FROM KANELBULLAR TO KROPPKAKA
After a long night full of snaps, stories, and crayfish, we wake up at Marianne and Helge’s in our private guest house in Kungsgården, Sweden. Before we give the day ahead of us cento per cento (100%), we need to do one last thing, take long hot showers. The hot running water feels like liquid luxury, since we had been living with no running water at the farm in Järbo. Now, straight to Berglunds Bageri we go to learn how to make the kanelbullar recipe with Gustaf who has been at the bakery since 4 am; he is a real champion after a long night! Per usual, we are taken in by the sugary aromas of the bakery and pleasant greetings from Maja and Troja, two of our favorite bakery workers! Gustaf is waiting for us and is happy to show us how to make the Swedish cinnamon buns ourselves! I apron up and he walks me through the dough making, the rolling, buttering, sugaring, twisting, and glazing. Rather than make all 20 himself, he stops after making 2 and it is my turn to give it a go. Lacking the magic genie to help, I look like Aladdin with my apron and red chef hat. Learning the twisting techniques for the kanelbullar recipe is a fun challenge and by the 18th bun I think I have it down.

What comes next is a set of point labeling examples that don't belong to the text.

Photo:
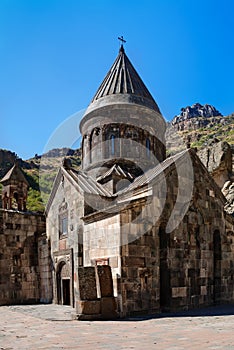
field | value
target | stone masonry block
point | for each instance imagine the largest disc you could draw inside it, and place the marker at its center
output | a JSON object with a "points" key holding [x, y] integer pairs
{"points": [[105, 280], [88, 307], [108, 308], [87, 283]]}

We put the buns in the oven and Marianne invites us to breakfast: a full table of muesli, hard-boiled eggs, tomatoes, cucumbers and bread! Our Swedish mother knows exactly what we needed as she so often does!
After breakfast we watch Gustaf make the finishing touches on two traditional Swedish items; Bananza cakes and Smörgåstårta cakes for an 80th birthday. Berglunds Bageri does it all! The mouth-watering smell of the kanelbulle begins to permeate the air and we know the cinnamon buns are ready. We all gather around the golden swirls of fluffy dough; we each take one and exclaim “Skål!” (Cheers in Swedish) but this time with Kanelbolle rather than snaps. The kanellbollar melts in my mouth. The combination of melted cinnamon, sugar, and freshly baked sweet dough is perfect. We spend the rest of the morning munching on the finger-licking snacks and Marianne packs three for our journey to Croatia.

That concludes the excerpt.